Morphology: NMT often produces more fluent, morphologically correct output, and indeed our analysis showed
that the placement and inflection of German verbs was much improved. However a consequence of the
move to NMT was that it was necessary to limit the vocabulary size using subwords. In HimL, we
developed a linguistically motivated way of segmenting German which improved over the standard, non-linguistic
segmentation method. We also showed how to improve NMT (in low-resource settings) by separately generating
the lemma and morphological tag of each word, and then synthesising.

To deploy our lab-based models, we wrapped our systems in a simple API which could be used by both NHS 24 and
Cochrane. The translation wrapper handles mark-up, and was re-engineered when we shifted to NMT in Year 3.
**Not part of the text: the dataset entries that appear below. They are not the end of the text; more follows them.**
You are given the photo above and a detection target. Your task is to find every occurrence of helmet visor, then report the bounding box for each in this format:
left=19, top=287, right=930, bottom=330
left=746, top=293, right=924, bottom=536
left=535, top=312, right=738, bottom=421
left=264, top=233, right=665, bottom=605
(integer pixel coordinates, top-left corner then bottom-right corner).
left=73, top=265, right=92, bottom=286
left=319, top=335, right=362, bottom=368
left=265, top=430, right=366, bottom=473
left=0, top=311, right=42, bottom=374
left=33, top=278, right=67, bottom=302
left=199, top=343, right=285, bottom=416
Our evaluation work has included ranking (generalised A-B tests), post-editing performance measurement and
user studies and surveys. We have also developed automatic and human assisted semantic metrics to
help us in tuning our systems towards fidelity. The user studies and surveys have looked at users' attitudes
towards MT and their assessment of its usefulness. We find that users want human-level
quality in translation (which is best achieved by post-editing) but they acknowledge that MT can be useful
if this is not possible.

In terms of scientfic impact, HimL has resulted in 55 scientific papers, listed on our website. We have
also contributed to the WMT17 biomedical shared translation task, making available a standard training set
as well as HimL test sets for all the HimL languages. HimL has contributed to the development
of two different open-source NMT systems (Nematus and HimL) which are gaining market-share amongst both
academic and non-academic users.

Outside the academic community, HimL can have an impact on the public health domain and beyond in other
public services. There are many cases where multilingual content is required and the improvements we have
seen in translation can make the production of this content (by post-editing) more economical and the
use of unedited MT (in cases where quality can be compromised) more feasible.

For Cochrane, the reviews and plain language summaries are a critical resource for healthcare consumers. A large
amount of Cochrane content has been translated into Spanish and French, and this has had a profound
effect on access to the Cochrane portal, indicating an unmet need. Cochrane do not have resources to reach all non-English speakers
with full human translation, so MT can help to bridge the gap.